With almost everyone that is single (as well as some of those that aren't) looking for the right guy or gal, it's hard to know where to begin when you really do like someone and really don't know how to tell him (or her).When you like someone it's easy to deal with if you don't know whether or not they like you too. You can either decide to say something or leave things as they are and walk away. Choosing the latter is the option that most girls take, and usually stems from a lack of confidence. But what happens when the guy actually looks at you, flirts with you and smiles every time he catches your eye?
If he doesn't ask you out then it can be difficult to figure out where you stand, and even more difficult to show that you are interested without being branded easy or, alternatively, a slut. The problem is that if you don't make it know that you are interested, the likelihood is that the guy will not do anything about it. He is most likely just as uncertain about your feelings as you are his.
These tips can help you to catch his eye, get his attention and let him know you are interested without coming across as desperate!
Make Yourself Available
Making yourself available does not mean drop everything to purposely spend time around him. If you're planning on being at an event and know he will be there then that is cool, but cancelling a prior engagement to be where he will be is most definitely not. The last thing you want to do is neglect your friends, responsibilities and interests for a guy, regardless of who he is or how strongly you feel. Besides, do you really want to be known as a stalker? Making yourself available is giving off good vibes when you are around him and making the effort to say hello if you walk past him. Smiling is also a good example of making yourself available because it is a warm and friendly body language gesture. This is the easy part. The next is the most daunting, but unfortunately it has to be done!
Make The First Move
In this day and age of sexual equality, there is nothing wrong with a girl making the first move. You don't have to ask him out, but just engage him in conversation. Talking to him will help you get to know each other a little better and will hopefully give him the courage to approach the subject of going out some time. If he doesn't after a while, then broach the subject yourself. Try to choose something that he can't say no to - an event, gig or night out that he would be likely to attend anyway. That will be within his comfort zone and make it easier for him to say yes!

Look After Your Body Language
It is a well-known fact that our bodies talk for us. Only 7% of what we say is actually communicated via words, with the majority coming from the way our bodies are subconsciously moving and the way we gesture. As a result, you have to have your body language in control and give off the right signals. Make sure that you don't appear too aloof. Deliberately acting as if you don't care will put him off or, at the very least, discourage him from asking you out. Instead, act naturally and just let your body do the talking. If you like him then you'll make the gestures that communicate that to him. Don't try to pretend that you feel something that you don't because he will interpret it as a big red stop sign.

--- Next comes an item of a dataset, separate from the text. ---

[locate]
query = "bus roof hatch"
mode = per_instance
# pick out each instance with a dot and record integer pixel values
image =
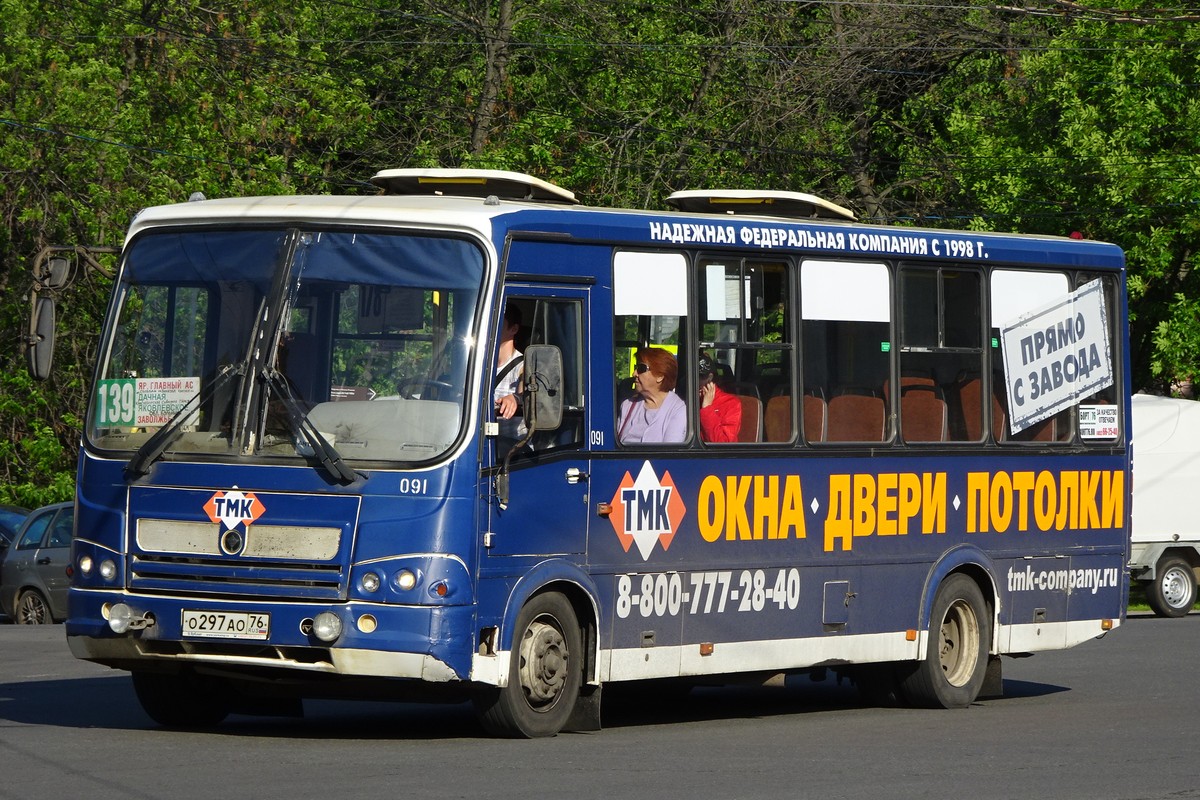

Don't Hang Around In A Big Group Of Girls!
This is the main mistake that girls make when they like a guy. We all do it for moral support. Having our girlfriends around us makes us all feel at ease, especially when they're commenting on how much he's staring and obviously likes you! However, this is the worst thing you can possibly do if he is staring at you and does like you. After all, would you walk up to him and talk to him in front of all of his fiends, with every single one of them listening intently to every single word you say? No! He is not likely to approach you in front of all of your friends in case you turn him down. Potential embarrassment will keep him away, and besides that, us girls can be very scary to even the most red-blooded of males, even when we don't mean to be.
If you really want him to come and talk to you, or carry on a conversation that you've started, then stick to one or two friends if you do feel that you need moral support.
The dating game may seem like cat and mouse, but that's only if you let it be. If he smiles, flirts and obviously likes you then he's probably just suffering from nerves. Guys do get them too you know, or so my husband tells me. It worked for me, so it can definitely work for you!